Component cleaning: brushless motor
Each manufacturer and model has a catalog and an exploded drawing that must be consulted before starting the disassembly. It is very important to take this into account, since these motors are usually a bit more complex than traditional brushed motors, and people unfamiliar with their design may later find that they do not know how to put it back together.
With the appropriate exploded drawing, the engine is disassembled into its components. Each of them should be brushed over with a soft brush to remove any loose dirt particles. Then the remainder must be removed with a compressed air blowtorch. If there is adhering dirt, it must be removed with a piece of tissue paper moistened with a special foam for electrical components.
Once all the pieces are clean and dry, the assembly must proceed. This is a good time to lubricate the shaft and bearings.
Lubrication: brushless motors
The shaft must be lubricated with a thin film of machine oil. On the other hand, if the bearings feel dry, they must receive a lubricant specially formulated for them.
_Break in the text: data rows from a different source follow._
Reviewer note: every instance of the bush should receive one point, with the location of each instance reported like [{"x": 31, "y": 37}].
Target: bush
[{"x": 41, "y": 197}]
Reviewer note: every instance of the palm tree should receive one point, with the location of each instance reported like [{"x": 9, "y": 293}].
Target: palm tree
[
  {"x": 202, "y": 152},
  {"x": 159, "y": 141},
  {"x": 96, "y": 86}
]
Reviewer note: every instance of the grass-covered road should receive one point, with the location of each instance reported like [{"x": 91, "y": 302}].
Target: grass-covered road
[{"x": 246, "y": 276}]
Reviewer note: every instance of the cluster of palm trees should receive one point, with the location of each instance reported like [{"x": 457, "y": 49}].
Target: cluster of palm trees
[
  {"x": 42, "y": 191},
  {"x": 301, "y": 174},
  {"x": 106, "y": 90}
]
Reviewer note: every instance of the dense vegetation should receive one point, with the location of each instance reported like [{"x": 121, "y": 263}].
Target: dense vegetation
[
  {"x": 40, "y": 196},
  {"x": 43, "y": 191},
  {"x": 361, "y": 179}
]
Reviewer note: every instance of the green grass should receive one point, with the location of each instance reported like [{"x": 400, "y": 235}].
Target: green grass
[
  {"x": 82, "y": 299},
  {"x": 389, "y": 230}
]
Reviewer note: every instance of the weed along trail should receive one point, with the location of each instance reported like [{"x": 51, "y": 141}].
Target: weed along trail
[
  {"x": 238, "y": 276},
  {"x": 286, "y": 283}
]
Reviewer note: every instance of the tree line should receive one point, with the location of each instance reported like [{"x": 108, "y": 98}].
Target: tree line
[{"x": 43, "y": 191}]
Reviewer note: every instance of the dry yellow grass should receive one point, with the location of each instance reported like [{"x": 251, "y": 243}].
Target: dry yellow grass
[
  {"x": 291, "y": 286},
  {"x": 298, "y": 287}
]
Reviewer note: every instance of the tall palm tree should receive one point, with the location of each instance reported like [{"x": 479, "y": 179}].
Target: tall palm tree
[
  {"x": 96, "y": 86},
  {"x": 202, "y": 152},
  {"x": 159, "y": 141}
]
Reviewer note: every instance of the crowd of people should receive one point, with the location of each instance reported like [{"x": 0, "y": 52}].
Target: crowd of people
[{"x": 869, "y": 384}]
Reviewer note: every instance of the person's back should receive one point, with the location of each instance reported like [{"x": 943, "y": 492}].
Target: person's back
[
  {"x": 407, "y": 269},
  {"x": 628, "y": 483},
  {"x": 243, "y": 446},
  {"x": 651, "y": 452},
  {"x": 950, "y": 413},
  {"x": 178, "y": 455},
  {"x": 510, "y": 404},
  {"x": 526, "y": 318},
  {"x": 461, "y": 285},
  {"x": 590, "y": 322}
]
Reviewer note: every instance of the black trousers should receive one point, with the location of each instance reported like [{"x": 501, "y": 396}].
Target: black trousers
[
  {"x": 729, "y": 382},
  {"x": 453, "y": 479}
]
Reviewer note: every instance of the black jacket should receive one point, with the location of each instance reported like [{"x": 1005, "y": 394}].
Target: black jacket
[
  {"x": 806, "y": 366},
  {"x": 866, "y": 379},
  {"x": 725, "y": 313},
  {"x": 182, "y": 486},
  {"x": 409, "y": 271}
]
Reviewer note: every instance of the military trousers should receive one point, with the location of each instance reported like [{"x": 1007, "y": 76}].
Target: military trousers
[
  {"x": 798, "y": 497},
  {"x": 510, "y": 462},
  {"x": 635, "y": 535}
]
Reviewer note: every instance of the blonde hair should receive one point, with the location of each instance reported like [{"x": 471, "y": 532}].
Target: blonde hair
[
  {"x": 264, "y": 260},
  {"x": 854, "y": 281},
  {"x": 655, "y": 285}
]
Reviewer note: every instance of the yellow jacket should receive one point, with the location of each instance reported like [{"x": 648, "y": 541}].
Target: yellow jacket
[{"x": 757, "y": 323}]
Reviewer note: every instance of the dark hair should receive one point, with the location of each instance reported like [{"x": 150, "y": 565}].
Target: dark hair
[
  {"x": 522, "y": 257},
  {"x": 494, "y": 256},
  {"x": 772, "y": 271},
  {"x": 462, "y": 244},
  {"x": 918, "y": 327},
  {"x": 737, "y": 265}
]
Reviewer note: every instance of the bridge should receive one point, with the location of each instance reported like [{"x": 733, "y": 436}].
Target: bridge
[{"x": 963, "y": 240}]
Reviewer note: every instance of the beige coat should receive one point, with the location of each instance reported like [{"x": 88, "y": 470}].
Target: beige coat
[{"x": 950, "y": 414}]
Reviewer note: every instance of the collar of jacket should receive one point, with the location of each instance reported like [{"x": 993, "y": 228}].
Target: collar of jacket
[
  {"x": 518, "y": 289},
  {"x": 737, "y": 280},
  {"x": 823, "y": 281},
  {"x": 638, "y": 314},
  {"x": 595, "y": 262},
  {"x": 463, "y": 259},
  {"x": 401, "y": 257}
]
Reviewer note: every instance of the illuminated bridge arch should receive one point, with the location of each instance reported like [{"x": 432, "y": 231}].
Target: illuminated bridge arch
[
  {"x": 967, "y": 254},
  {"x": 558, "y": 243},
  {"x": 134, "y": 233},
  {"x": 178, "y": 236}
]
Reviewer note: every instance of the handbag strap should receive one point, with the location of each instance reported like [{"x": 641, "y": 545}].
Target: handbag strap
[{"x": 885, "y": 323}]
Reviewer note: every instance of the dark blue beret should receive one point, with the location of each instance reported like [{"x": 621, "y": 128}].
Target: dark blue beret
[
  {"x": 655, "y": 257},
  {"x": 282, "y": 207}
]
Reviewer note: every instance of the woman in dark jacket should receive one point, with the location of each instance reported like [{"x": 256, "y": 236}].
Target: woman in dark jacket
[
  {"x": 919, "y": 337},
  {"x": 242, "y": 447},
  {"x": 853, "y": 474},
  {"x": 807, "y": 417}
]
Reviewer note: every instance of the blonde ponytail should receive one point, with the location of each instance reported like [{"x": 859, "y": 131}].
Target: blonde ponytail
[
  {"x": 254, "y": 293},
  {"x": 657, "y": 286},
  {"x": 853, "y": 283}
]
It is important to understand that bearings should only be lubricated if there is a need for it; otherwise, it is counterproductive.
If the bearings require lubrication, it is necessary to determine what type of lubricant they should receive. For most motor bearings, grease with a synthetic base is indicated; failing that, lithium grease.
Internal cleaning of the housing
In addition to cleaning the engine, it is important to clean the inside of the casing. This is achieved with the use of a soft brush, a cloth dampened in water and neutral detergent, and tissue papers to dry everything.
The interior of the case, being plastic, attracts most dirt particles due to its tendency to store static electricity. You may also receive microparticles of lubricant. All this forms a substance that adheres to its walls, causing a film to form after a period of use that must be removed to allow the free flow of clean air. If not removed, lint and loose dirt will adhere to the film, causing the engine components to become dirty as well.
The greatest danger of this film of dirt is that, over time, adhered particles can loosen and fall on the motor, contaminating the interior of the bearings, stator and rotor, causing those components to be scratched or damaged.
That is how simple it is to maintain brushless motors, well done, it considerably increases the life of the tool.